After the Constitutional Court decided not to accept the PN’s petitions to reopen the counting process on the 8th and the 13th electoral districts it is clear that the Labour Party has elected 39 members of Parliament to the Nationalist Party’s 26. This result has triggered a constitutional mechanism which ensures that the parliamentary seats assigned to candidates contesting the general elections on behalf of the PN correspond to the percentage of votes it obtained at a national level. This is a mechanism which restores proportionality and ensures that the proportion of parliamentary seats assigned to the PN and the PL corresponds to the votes which they obtained at first count stage. The Nationalist Party has been allocated four Parliamentary seats as a result of this constitutional mechanism bringing the total of its Parliamentary seats to 30.

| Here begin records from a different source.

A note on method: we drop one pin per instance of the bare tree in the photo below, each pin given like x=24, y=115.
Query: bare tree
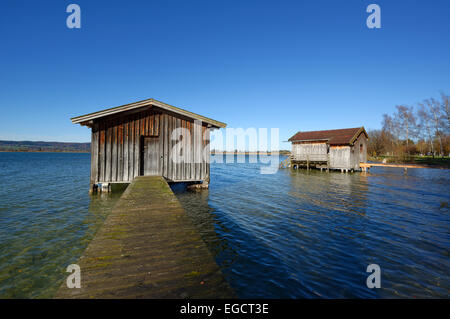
x=434, y=107
x=407, y=123
x=425, y=125
x=445, y=110
x=389, y=127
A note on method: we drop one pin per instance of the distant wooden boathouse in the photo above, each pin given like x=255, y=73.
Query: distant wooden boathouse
x=342, y=149
x=139, y=139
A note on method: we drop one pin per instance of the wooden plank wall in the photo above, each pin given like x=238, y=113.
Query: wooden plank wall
x=115, y=148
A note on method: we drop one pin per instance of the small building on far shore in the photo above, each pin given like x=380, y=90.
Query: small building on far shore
x=341, y=149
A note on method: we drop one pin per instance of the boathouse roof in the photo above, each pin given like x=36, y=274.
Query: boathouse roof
x=345, y=136
x=88, y=119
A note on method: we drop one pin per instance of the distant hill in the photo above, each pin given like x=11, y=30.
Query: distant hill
x=30, y=146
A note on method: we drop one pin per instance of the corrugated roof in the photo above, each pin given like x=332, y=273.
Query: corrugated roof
x=141, y=104
x=333, y=137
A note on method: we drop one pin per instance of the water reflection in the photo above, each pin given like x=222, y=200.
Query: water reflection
x=302, y=233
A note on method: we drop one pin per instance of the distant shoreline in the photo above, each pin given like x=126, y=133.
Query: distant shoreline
x=44, y=151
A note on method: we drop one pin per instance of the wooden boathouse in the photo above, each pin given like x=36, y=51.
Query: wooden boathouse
x=146, y=138
x=341, y=149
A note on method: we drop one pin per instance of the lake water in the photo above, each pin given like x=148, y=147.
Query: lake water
x=293, y=234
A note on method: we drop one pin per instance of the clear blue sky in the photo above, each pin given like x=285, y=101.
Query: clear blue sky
x=296, y=65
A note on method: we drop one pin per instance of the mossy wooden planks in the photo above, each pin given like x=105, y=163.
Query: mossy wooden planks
x=148, y=248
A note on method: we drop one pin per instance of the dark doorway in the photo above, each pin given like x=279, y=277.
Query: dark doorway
x=150, y=157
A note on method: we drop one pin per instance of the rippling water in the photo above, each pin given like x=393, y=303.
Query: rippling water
x=294, y=234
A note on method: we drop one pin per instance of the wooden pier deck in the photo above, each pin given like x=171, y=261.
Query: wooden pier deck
x=148, y=248
x=364, y=166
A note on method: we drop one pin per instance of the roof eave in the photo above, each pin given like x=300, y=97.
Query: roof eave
x=150, y=102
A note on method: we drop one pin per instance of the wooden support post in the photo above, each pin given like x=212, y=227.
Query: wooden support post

This process of restoring proportionality is discriminatory as it has been applied to the Nationalist Party but at the same time it has ignored the 5506 votes which were obtained by Green candidates at first count stage. Using the same criteria which have been applied to the Nationalist Party the Greens should have been allocated one Parliamentary seat on the basis of the total number of votes polled. This would be in addition to the Parliamentary seats already allocated.

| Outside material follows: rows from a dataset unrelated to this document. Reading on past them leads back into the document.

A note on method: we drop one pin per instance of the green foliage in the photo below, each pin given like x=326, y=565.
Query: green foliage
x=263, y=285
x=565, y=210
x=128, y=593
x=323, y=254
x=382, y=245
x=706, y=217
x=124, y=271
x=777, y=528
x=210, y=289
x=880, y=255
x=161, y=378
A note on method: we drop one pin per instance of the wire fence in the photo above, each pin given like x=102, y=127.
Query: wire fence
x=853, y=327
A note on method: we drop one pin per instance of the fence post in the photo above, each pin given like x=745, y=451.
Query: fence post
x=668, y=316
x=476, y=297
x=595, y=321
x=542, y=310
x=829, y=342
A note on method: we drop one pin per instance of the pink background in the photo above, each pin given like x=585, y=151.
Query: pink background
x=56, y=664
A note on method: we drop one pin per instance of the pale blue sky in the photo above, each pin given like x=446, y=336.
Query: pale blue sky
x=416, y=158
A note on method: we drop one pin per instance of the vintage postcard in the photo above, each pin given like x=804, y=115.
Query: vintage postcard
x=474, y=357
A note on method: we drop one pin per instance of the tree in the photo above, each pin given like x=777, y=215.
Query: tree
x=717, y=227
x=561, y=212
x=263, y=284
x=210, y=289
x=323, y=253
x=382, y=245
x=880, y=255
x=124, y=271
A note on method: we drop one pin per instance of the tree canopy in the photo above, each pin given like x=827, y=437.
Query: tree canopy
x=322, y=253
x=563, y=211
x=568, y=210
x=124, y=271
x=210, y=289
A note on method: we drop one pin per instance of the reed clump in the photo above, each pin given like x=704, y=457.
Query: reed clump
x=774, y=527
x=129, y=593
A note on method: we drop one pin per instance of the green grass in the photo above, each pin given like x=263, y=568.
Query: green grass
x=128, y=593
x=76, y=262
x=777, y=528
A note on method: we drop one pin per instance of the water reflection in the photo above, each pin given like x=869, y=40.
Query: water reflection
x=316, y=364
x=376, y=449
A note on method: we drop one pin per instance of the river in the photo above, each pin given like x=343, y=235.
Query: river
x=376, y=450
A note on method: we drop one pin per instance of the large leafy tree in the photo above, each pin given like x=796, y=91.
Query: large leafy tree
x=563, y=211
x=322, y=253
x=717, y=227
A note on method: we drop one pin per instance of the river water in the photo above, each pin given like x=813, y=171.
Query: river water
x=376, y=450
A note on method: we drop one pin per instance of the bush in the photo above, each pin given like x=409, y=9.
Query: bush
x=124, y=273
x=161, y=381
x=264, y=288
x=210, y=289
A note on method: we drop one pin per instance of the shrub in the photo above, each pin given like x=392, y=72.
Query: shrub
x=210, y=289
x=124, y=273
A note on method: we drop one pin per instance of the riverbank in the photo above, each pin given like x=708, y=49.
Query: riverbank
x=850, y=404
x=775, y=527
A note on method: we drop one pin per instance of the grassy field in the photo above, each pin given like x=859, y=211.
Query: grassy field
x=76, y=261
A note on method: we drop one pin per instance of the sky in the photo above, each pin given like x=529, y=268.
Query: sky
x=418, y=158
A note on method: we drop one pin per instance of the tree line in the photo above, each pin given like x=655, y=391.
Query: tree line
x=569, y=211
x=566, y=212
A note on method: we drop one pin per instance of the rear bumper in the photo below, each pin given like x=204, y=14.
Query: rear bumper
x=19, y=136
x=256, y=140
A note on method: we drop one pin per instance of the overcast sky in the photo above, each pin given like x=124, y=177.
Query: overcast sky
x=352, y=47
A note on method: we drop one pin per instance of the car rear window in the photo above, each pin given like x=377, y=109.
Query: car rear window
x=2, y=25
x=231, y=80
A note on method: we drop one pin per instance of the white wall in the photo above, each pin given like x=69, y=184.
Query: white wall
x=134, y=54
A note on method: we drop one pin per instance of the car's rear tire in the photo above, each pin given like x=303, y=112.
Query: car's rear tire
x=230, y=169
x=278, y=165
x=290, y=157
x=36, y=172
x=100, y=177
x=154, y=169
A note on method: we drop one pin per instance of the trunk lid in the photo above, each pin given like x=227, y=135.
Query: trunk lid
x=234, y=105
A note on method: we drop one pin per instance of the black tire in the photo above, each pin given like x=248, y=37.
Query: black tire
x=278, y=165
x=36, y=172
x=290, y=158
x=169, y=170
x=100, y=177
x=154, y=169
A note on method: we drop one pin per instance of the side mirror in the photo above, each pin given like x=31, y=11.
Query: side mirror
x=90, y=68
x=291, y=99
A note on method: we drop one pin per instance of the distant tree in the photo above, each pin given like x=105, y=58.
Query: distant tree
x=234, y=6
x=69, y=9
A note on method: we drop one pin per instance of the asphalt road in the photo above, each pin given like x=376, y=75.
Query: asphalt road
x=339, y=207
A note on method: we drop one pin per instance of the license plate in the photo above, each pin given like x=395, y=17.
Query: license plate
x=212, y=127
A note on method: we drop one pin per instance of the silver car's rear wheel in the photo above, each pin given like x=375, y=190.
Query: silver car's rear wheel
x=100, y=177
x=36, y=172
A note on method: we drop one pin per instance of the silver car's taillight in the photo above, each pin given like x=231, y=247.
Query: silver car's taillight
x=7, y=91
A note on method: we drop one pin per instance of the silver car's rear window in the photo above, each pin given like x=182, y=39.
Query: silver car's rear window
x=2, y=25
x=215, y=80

Both the PN and the PL speak of their being tolerant of the views of others yet when push comes to shove they have ensured that the electoral system squeezes out all possible alternatives to a two party Parliament. Every voter has the right to be represented, yet 5,500 voters are being deprived of this right.
The Maltese Parliament is known as the House of Representatives. Its 69 members represent 98.2% of the electorate. The other 1.8% are represented by Alternattiva Demokratika-The Green Party which through the application of a discriminatory electoral law is being obstructed from taking up its Parliamentary seat.